わたしが声の主を探そうと顔を上げると、ドアから顔を覗かせた錫也の姿。

錫也にわかるように親指と人差し指で"OK"の合図をすると、それを見た錫也は微笑んで教室入ってきた。そのままわたしの前の席に座って日誌を覗きこむ。


「本当だ、ちゃんと書いてる。」

「あとは感想だけなんだよ。ふふ」

「うん。偉い偉い。早く書いちゃいな。」


ふわり、と錫也の暖かい手が頭に触れる。ゆっくりと優しく撫でてくれて、この温度と、この空気がいつもわたしを安心させてくれるんだ。

錫也が待ってくれてるんだから、早く片付けてしまわないと。でも一緒にいられる時間が長くなるならそれもいい…とか思ったりもして。

そんなことをぐるぐる考えながら日誌に今日の出来事を書き込んでいく。

毎日一緒にいるけど、それがすごく嬉しくて幸せなんだって感じるようになったのはいつからなんだろう。

錫也は、大事な幼馴染でもあって、わたしの恋人でもあって。当たり前のようで、でもそれはどんなに凄い事なんだろう。

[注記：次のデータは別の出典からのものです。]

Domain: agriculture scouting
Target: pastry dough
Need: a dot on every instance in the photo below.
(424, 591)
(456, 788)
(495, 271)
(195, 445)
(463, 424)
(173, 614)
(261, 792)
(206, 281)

わたしがそう思ってるように、錫也もそう思ってくれてるのかな。

最後の行を書き終わって日誌を閉じようとすると、それを阻止するようにわたしの手に重ねられた手。

ふと錫也の前髪が鼻に触れた気がして、顔を上げると、ぶつかる視線。




「すず、」


触れる唇。

瞬間、教室の窓から風が入ってきてまるで私たちを隠すようにカーテンを揺らした。

目を閉じる事すら忘れてしまった突然のキスから、幸せが流れてくる。わたしが幸せだと感じる時、錫也にもそう感じて欲しい。


「ごめん、なんか幸せだなぁと思って」

「もう…びっくりした…ここ教室だよ?」

「…うん。でも、もう一回だけ」


拗ねたフリをしてみても、本当は嬉しい。

もっと触れて欲しいし、キスも、知らない事は錫也に教えて欲しい。そんなこときっと全部錫也にはお見通しなんだろうな。


世界の中のほんの小さな恋。

それは何もかもささやかで、弱弱しいものかもしれない。




それでもいいんだ。あなたと一緒なら。

あいしてるから。それでいいんだよ。